Fake News Classification
In this tutorial I will be showing you guys how to develop and assess a fake news classifer using TensorFlow.
Initialization
The data source we will be using comes from Kaggle. The following code will load in the neccessary packages along with our data. We can also explore our dataset a bit as well.
import tensorflow as tf
import numpy as np
import pandas as pd
train_url = "https://github.com/PhilChodrow/PIC16b/blob/master/datasets/fake_news_train.csv?raw=true"
train_df = pd.read_csv(train_url)
train_df.head()

Making our dataset
Now we’ll make a TensorFlow dataset to hold our data. The dataset will have two inputs, the article text and title, along with one output, whether its fake or not. First we’ll have to remove ‘stopwords’ in our data such as ‘the’ or ‘as’ which don’t really help us in our analysis. After we have constructed our dataset we’ll batch it in order to speed up training time.
import nltk
nltk.download('stopwords')
from nltk.corpus import stopwords
def make_dataset(df):
#remove stopwords
stop = stopwords.words('english')
df['title'] = df['title'].str.lower()
df['text'] = df['text'].str.lower()
df['title'] = df['title'].apply(lambda x: ' '.join([word for word in x.split() if word not in (stop)]))
df['text'] = df['text'].apply(lambda x: ' '.join([word for word in x.split() if word not in (stop)]))
#make dataset
data = tf.data.Dataset.from_tensor_slices(
(
{
"title" : df[["title"]], #input
"text" : df[["text"]]
},
{
"fake" : df[["fake"]] #output
}
)
)
data = data.batch(100)
return data
Great! We have just now constructed our TensorFlow dataset. Now lets take 20% of our data and use it as a validation set
data = make_dataset(train_df)
#shuffles the data
data = data.shuffle(buffer_size = len(data))

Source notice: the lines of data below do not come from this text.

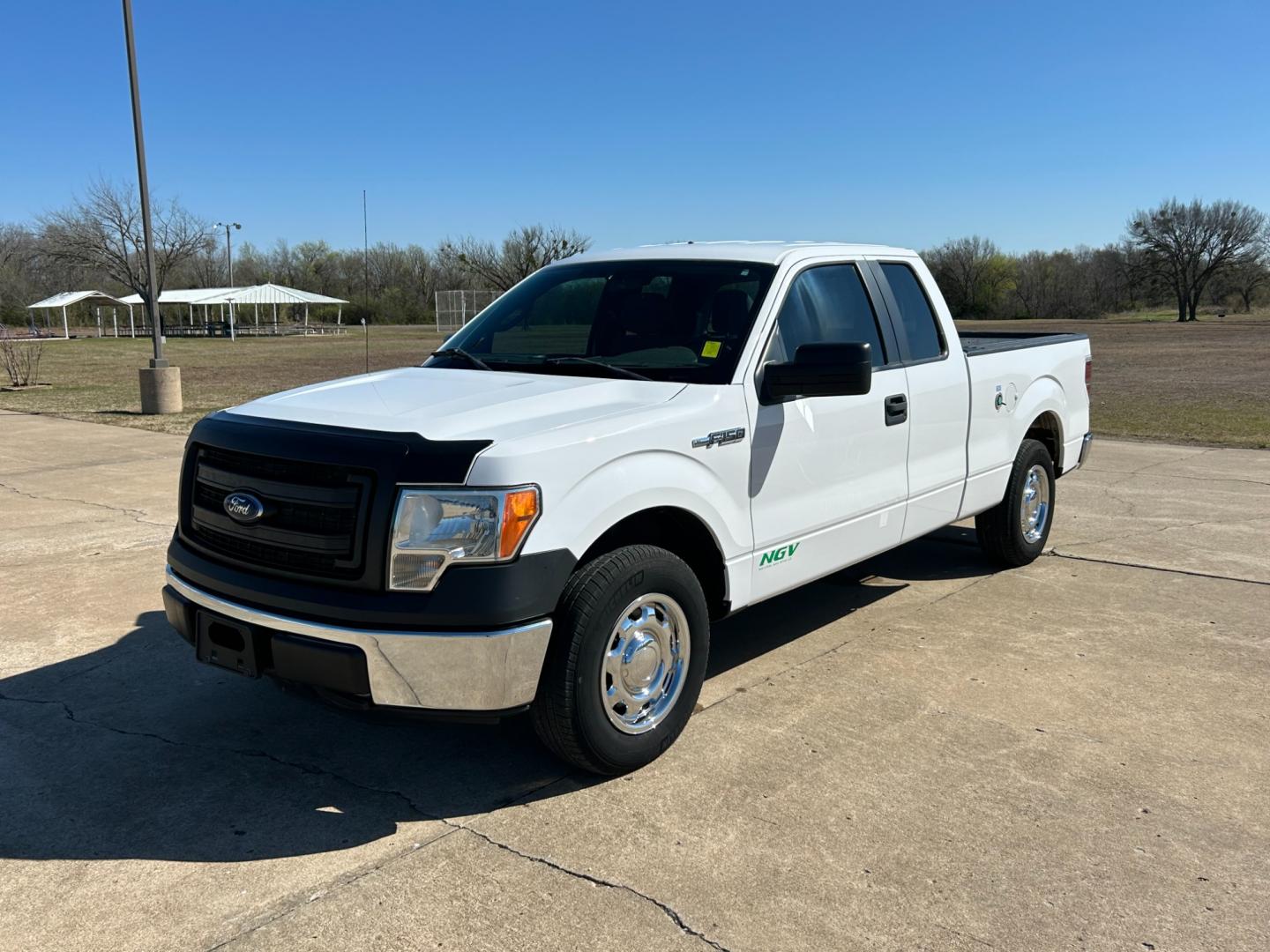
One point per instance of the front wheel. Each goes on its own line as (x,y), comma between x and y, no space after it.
(626,660)
(1013,532)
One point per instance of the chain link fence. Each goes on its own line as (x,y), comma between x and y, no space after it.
(456,308)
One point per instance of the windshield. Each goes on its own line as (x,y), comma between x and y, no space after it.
(683,322)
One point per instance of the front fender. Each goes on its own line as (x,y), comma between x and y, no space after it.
(646,480)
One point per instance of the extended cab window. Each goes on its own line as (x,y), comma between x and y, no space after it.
(826,305)
(676,320)
(915,322)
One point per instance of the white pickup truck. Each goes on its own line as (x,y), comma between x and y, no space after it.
(550,512)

#20% of data being used for validation set
train_size = int(0.8*len(data))
train = data.take(train_size)
val = data.skip(train_size)
#checking number of entries
len(train), len(val)
(180, 45)
Now lets see the base rate of our model, which is the accuracy of a model that always makes the same guess.
train_df.shape[0], train_df['fake'].sum(), train_df['fake'].sum() / train_df.shape[0]
(22449, 11740, 0.522963160942581)
As we can see above the base rate accuracy of our model is about 52%.
Creating models
Now lets create some models using TensorFlow to answer the question: When detecting fake news, is it most effective to focus on only the title of the article, the full text of the article, or both?
Our first model will just focus on the title only.
from tensorflow.keras.layers.experimental.preprocessing import TextVectorization
import re
import string
from tensorflow import keras
from tensorflow.keras import layers
from tensorflow.keras import losses
Now we’ll need to vectorize, which is the process of turning text into numbers. Then it can be fed into our model.
#preparing a text vectorization layer for tf model
size_vocabulary = 2000
def standardization(input_data):
lowercase = tf.strings.lower(input_data)
no_punctuation = tf.strings.regex_replace(lowercase,
'[%s]' % re.escape(string.punctuation),'')
return no_punctuation
title_vectorize_layer = TextVectorization(
standardize=standardization,
max_tokens=size_vocabulary, # only consider this many words
output_mode='int',
output_sequence_length=500)
title_vectorize_layer.adapt(train.map(lambda x, y: x["title"]))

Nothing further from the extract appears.